The recurring message this weekend is one of community, solidarity, connectedness. We need one another—and we need to look out for one another.
First, watch out for traffic. We need to guard one another from head-on collisions with sin. “I have appointed watchmen,” the reading from Ezekiel tells us. “You shall warn them for me.” The Lord will hold us responsible if we see someone in sin and say nothing.
Secondly, hold hands and stick together. When looking out for one another, we need to do it using the most fundamental of Christian qualities: love.
“Owe nothing to anyone, except to love one another,” Paul wrote to the Romans. “You shall love your neighbor as yourself. Love is the fulfillment of the law.”
And finally, when we look out for one another, be aware of wonder.
Be aware of the presence of God.
As Jesus told his disciples: “Where two or three are gathered together in my name, there am I in the midst of them.”
We need to honor one another. To protect one another. To be Christ to one another.
To love one another.
The reading from Paul’s letter to the Romans sounds so beautiful and promising.

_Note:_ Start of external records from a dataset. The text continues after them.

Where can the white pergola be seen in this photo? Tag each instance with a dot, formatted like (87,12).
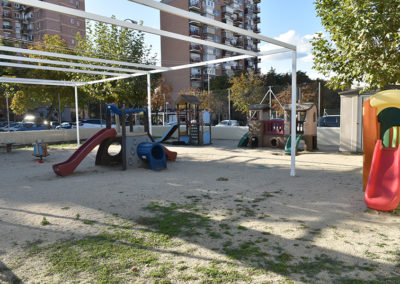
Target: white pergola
(127,69)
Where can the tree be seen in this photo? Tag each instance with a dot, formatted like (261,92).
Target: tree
(116,43)
(362,44)
(27,97)
(246,90)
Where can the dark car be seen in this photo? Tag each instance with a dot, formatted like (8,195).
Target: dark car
(65,125)
(27,126)
(329,121)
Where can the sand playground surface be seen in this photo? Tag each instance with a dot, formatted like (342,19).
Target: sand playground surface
(219,214)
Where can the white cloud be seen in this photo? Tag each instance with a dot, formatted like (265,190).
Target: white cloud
(282,62)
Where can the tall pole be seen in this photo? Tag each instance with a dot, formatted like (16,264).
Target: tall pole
(165,104)
(149,102)
(78,140)
(59,109)
(293,115)
(8,112)
(229,104)
(319,99)
(270,102)
(208,81)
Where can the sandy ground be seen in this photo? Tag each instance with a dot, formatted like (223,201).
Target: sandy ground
(322,205)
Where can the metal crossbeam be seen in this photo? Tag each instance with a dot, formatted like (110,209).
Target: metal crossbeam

But let’s face it: it isn’t easy.
I’m not that great at loving at my neighbors, even the ones I like.
And what about the ones I don’t? What about the neighbors I’ve never met? What about the ones I want nothing to do with?
The guy who sits outside the subway with a cardboard sign and begs for change…
The homeless man on the subway who hasn’t bathed in weeks…
What about the kid down the hall who plays loud music and gets into screaming fights with his girlfriend every night?
What about anyone who is different? The young man you see reading the Qu’ran on the bus…or the hipster with the pierced lip…or the old woman who yells in the grocery store because she has lost her hearing and, in fact, may also be losing her mind.
These are my neighbors. Do I love them as I love myself?
Do I want to look out for them?
Do I see Jesus in them?
Perhaps more importantly: do any of them see Jesus in me?
Dorothy Day once said something I’ll never forget: “I really only love God,” she said, “as much as I love the person I love the least.”
I have a lot of work to do. These scriptures are a challenge—and a consolation: We aren’t in this alone.
Every day, we head to school with a parent holding our hand: the God who loves us, who wants to protect us—but who also knows he has to let go and leave us to make our own choices, our own mistakes.
But if we are attentive to our call as Christians, we strive to follow his commands, to fulfill his will for us.
This should be our heart’s desire: to endeavor every day to fear less—and to love more.
As we prepare to receive the Eucharist this morning, we pray to receive as well a deepening of that desire.
We pray for the courage and generosity of spirit to love our neighbor as ourselves— knowing that God’s love for us, and the neighbors around us, is limitless.
The scriptures assure us of this. And so, in fact, does Robert Fulghum.
“When you go out into the world, watch out for traffic, hold hands and stick together. And be aware of wonder.”